Extract an ORF from a DNA sequence and translate it into a protein sequence.
Parameters:
- sequence (str): The DNA sequence containing the ORF.
- orfs (List[Tuple[int, int, str, str]]): List of detected ORFs with start, stop positions, strand, and description.
- orf_index (int): Index of the ORF to extract and translate. Default is 0.
Returns:
- str: The translated protein sequence.
"""
# Extract the ORF sequence using the start and stop positions
start, stop, strand, description = orfs[orf_index]
orf_sequence = sequence[start:stop]
# Translate the ORF sequence into a protein sequence
protein_sequence = str(Seq(orf_sequence).translate())
return protein_sequence
For the first detected ORFs:
protein_seq = extract_and_translate_orf(seq, orfs)
print(f"Translated Protein Sequence: {protein_seq}")
After translating a synthetic DNA sequence into a protein sequence, the next crucial step is to analyze this sequence to uncover its potential biological function. This involves identifying known protein domains or motifs within the sequence that may indicate specific functions, such as binding sites or active regions. Verifying the biological plausibility of the translated sequence is essential, which can be achieved by comparing it to known protein sequences in databases like UniProt or GenBank using tools like Diamond and InterProScan. Additionally, examining the conservation of the sequence across different species can provide insights into its functional importance. If the sequence shows potential for biological function, it can serve as a starting point for further research, including structural modeling to predict its three-dimensional structure, functional assays to test its activity, and evolutionary studies to understand its origins and adaptations. This comprehensive analysis not only enhances our understanding of the generated sequences but also opens new avenues for scientific exploration and application in synthetic biology and genetic engineering.
Conclusion
Throughout this tutorial, we have explored the process of generating synthetic DNA sequences using a DNA Language Model (LLM), focusing on creating sequences that mimic the complexity and functionality of natural yeast genomes.
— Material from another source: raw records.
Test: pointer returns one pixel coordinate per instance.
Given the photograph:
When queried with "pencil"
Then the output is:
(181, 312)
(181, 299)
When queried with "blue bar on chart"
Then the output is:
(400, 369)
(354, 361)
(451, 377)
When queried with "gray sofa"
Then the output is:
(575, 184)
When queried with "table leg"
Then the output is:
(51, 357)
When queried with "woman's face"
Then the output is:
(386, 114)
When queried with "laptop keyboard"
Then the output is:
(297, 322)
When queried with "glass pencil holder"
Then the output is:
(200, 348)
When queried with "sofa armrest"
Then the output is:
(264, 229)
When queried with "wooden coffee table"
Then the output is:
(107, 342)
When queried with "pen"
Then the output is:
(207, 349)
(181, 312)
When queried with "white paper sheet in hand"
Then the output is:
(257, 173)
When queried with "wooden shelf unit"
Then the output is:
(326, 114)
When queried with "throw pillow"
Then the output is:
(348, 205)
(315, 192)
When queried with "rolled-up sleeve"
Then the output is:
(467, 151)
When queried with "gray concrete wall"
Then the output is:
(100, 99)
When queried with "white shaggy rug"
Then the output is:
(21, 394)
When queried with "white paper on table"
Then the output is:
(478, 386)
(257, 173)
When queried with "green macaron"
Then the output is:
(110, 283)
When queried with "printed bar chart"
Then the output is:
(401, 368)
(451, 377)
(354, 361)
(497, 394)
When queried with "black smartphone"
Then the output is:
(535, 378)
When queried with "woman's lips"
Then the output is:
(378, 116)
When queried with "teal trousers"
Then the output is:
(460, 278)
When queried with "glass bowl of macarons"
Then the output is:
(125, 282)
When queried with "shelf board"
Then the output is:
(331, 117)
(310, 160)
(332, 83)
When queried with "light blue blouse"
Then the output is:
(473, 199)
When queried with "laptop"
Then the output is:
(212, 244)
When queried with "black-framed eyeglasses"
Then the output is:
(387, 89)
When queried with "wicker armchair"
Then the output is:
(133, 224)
We began by building a sequence generator, leveraging pre-trained models to produce synthetic DNA sequences with controlled variability.
We compared of these synthetic sequences to real yeast genomes, utilizing k-mer counts and Principal Component Analysis (PCA) to visualize and assess their similarities and differences. This comparative analysis provided valuable insights into how well our generated sequences aligned with natural counterparts, highlighting both the strengths and areas for improvement in our approach.
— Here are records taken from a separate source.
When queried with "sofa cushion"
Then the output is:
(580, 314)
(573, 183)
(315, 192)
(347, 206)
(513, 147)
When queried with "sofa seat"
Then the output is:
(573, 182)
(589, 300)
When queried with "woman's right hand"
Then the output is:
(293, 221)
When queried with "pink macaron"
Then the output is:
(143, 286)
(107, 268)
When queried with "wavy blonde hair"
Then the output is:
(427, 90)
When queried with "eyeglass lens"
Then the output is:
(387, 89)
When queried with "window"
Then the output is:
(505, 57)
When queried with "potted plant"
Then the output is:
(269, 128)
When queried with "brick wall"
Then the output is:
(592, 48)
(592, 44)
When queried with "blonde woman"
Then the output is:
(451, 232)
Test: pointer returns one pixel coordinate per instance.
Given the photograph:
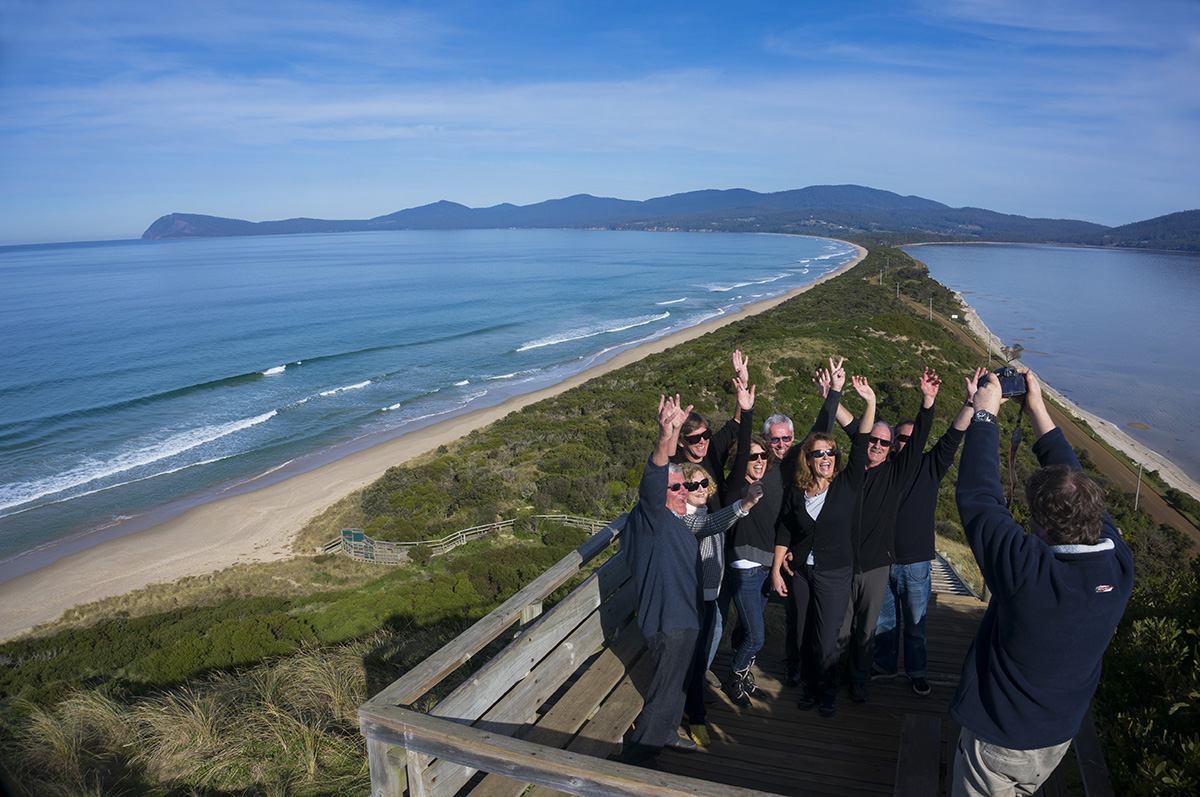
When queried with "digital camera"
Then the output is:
(1012, 382)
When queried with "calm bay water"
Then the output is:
(1114, 330)
(139, 372)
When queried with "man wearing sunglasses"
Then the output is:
(875, 529)
(664, 559)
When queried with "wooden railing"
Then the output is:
(435, 754)
(358, 545)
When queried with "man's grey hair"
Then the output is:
(778, 419)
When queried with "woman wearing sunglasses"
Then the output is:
(711, 527)
(815, 526)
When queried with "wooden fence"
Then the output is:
(355, 544)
To ensure the novelty of our generated sequences, we conducted BLAST searches, confirming that many of our synthetic sequences were indeed unique and did not closely match existing sequences in biological databases. This step was crucial in validating the potential of our model to produce truly innovative DNA sequences.
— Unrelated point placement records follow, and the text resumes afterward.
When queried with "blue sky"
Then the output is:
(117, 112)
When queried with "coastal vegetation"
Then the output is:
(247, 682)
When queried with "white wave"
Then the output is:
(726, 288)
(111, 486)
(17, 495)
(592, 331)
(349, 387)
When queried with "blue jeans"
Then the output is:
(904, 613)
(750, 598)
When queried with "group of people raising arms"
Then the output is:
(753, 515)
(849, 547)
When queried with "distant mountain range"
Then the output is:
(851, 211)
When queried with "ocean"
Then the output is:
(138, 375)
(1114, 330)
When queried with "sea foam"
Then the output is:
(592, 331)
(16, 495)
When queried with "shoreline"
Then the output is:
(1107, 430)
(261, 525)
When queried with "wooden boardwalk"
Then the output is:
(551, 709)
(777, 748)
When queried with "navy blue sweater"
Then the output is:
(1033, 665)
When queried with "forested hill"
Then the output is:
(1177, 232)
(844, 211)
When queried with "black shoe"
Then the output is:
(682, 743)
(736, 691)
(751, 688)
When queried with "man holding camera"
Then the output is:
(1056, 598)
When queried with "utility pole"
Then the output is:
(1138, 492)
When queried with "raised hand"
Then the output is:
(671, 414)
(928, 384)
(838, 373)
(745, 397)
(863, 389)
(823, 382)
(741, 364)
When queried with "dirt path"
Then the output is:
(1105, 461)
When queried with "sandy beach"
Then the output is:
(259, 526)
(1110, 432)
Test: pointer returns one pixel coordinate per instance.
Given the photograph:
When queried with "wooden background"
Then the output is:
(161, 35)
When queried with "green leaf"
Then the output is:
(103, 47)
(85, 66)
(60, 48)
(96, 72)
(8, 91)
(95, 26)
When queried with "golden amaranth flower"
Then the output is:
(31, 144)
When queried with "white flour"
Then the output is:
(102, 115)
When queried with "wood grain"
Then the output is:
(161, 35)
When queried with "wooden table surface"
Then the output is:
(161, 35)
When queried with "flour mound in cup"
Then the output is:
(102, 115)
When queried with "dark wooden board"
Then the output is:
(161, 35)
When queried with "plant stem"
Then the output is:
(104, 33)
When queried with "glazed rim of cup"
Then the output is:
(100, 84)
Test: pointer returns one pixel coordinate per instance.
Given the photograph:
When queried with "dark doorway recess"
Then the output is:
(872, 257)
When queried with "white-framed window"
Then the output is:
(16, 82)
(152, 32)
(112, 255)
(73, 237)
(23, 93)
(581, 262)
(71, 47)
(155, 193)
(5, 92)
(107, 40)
Expanding our exploration, we delved into the realm of synthetic gene generation. By detecting Open Reading Frames (ORFs) within our synthetic sequences, we identified potential protein-coding regions that could be translated into amino acid sequences. This process allowed us to analyze the biological relevance and potential functions of the proteins encoded by our synthetic genes, opening avenues for further research and application.
In conclusion, this tutorial has demonstrated the power and potential of DNA LLMs in generating synthetic DNA sequences and exploring synthetic gene generation. By combining advanced computational techniques with biological insights, we have shown how to create novel sequences that not only mimic natural genomes but also offer new possibilities for synthetic biology and genetic engineering. As we continue to refine these methods, the future holds exciting prospects for innovation and discovery in the field of genomics.